His tenure with the league saw every Division I school in Utah save one join the WAC, beginning with BYU and Utah until both broke away for the Mountain West shortly before the turn of the century. The WAC then began a process of adding several schools to increase not only its profitability, but survivability, including Utah State from the Big West in 2005.

"Commissioner Joe Kearney gave me the opportunity to come to the WAC, and I can't begin to name all of those who have positively influenced me throughout my career," Hurd said. "Success in anything also does not occur without the assistance of many others. I have been extremely fortunate to have had outstanding mentors, business counterparts, office staff and friends along with great support from my wife Cheri and our family.

"I am extremely proud of what has been accomplished during my tenure, and the WAC always will be a part of me. I know the conference is very well positioned to move forward."

When the Aggies accepted an invitation to join the Mountain West — along with San Jose State, and shortly after Boise State had likewise bolted the WAC — the conference was put on the edge of elimination. Former commissioner Karl Benson left for the Sun Belt Conference in 2012, when Hurd was named interim commissioner.

Hurd and his group went to work to survive. They absorbed the remnants of the now-defunct Great West Conference — a group of schools with little connection to one another that played in a coast-to-coast league with no automatic bid to the NCAA Tournament. In this, Utah was also key to the WAC's plan.

Utah Valley and Cal State Bakersfield were the first teams invited to help stabilize the league, but it did not prevent two more schools from defecting. So instead, the WAC added Grand Canyon, Chicago State, Texas-Pan American (now UT-Rio Grande Valley) and Missouri-Kansas City (now Kansas City) to bolster its numbers and keep its own autobid procurement.

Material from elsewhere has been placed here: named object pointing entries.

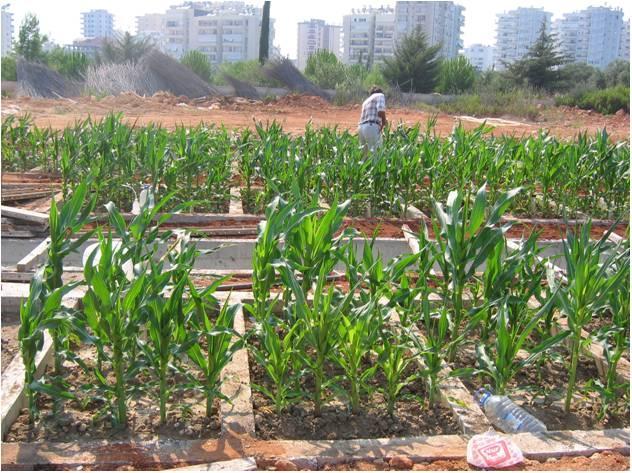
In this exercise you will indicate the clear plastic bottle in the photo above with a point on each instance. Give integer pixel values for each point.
(504, 414)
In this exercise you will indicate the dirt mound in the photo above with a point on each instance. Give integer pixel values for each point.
(302, 101)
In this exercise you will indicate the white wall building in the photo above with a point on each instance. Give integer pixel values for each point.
(7, 31)
(152, 25)
(480, 56)
(224, 31)
(368, 35)
(314, 35)
(97, 24)
(591, 36)
(516, 31)
(624, 44)
(440, 21)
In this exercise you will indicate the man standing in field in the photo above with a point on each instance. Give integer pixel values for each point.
(372, 120)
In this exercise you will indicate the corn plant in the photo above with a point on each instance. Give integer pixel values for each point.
(39, 312)
(63, 225)
(112, 307)
(220, 343)
(393, 360)
(466, 236)
(358, 333)
(591, 282)
(277, 355)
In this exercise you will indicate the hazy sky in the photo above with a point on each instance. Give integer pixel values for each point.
(60, 19)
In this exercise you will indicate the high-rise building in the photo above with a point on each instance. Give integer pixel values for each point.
(369, 35)
(516, 31)
(152, 25)
(97, 24)
(480, 56)
(314, 35)
(591, 36)
(223, 31)
(440, 21)
(624, 44)
(7, 31)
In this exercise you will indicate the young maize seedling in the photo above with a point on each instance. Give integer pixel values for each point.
(466, 237)
(591, 282)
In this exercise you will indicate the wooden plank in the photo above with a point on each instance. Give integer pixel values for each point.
(24, 215)
(237, 416)
(35, 257)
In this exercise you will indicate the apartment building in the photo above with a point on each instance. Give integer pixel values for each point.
(7, 31)
(440, 21)
(97, 24)
(591, 36)
(223, 31)
(516, 31)
(152, 25)
(314, 35)
(624, 44)
(369, 35)
(480, 56)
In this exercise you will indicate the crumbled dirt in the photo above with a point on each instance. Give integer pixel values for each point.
(186, 415)
(292, 112)
(541, 390)
(605, 461)
(336, 422)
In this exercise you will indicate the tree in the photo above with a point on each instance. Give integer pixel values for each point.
(415, 65)
(8, 68)
(128, 48)
(264, 39)
(198, 63)
(541, 66)
(324, 69)
(30, 43)
(617, 73)
(457, 75)
(68, 63)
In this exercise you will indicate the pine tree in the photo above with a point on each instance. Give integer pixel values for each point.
(264, 40)
(416, 65)
(540, 67)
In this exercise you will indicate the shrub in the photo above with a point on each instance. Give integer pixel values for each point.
(456, 76)
(198, 63)
(606, 101)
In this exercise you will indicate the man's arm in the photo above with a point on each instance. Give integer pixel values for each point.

That also led to the league officially dropping football, with only one school, New Mexico State, able to field a Division I FBS team at the time.

California Baptist joined the conference in 2017, transitioning from NCAA Division II, just ahead of Bakersfield's departure for the Big West. Two years later, Kansas City announced a move to the Summit League.

That led to Hurd again tapping the Beehive State for replacements, adding Dixie State in St. George and Tarleton State in Texas from Division II to the conference.

Then on Jan. 14, the conference made its biggest expansion splash. The WAC added Abilene Christian, Lamar, Sam Houston and Stephen F. Austin to form a Texas contingent of schools which, along with Southern Utah, would create a 13-team league comprising two divisions in most sports. In a corresponding move, the conference and Chicago State announced a separation, aligning the league back to its original west coast and southwest-based geographic territories.

"I've been with the conference for a long time, and I've been through a lot of peaks and valleys in terms of membership," Hurd said at the time of the announcement. "Stability is a key, and one of the ways you do that is not just by adding numbers, but by making sense of your geography. We were able to do that with this move."

It also brought back WAC football, with the Texas schools receiving expedited membership July 1 and joining Dixie State and Tarleton State to form a six-team conference in the sport. SUU will join in all sports in 2022, leaving the Big Sky to link up with natural rival Dixie State and in-state foe Utah Valley in a year.

"Jeff Hurd has done a remarkable job in leading the WAC to its current status," said Seattle University president Stephen Sundborg, the outgoing chair of the WAC's board of directors. "We are grateful to him for putting the WAC in the position of a very promising future as a conference.

"The debt of gratitude to him of our thirteen member schools is immense. As we look to his successor as commissioner, we will build on the legacy of what he has dedicated himself to over many years. His service to this conference is unparalleled."

In addition to commissioner of the WAC, the native of Minot, North Dakota is also chair of the NCAA's playing rules oversight panel. Hurd recently completed a four-year term on the NCAA's Division I competition oversight committee, and has also worked on the NCAA baseball rules committee.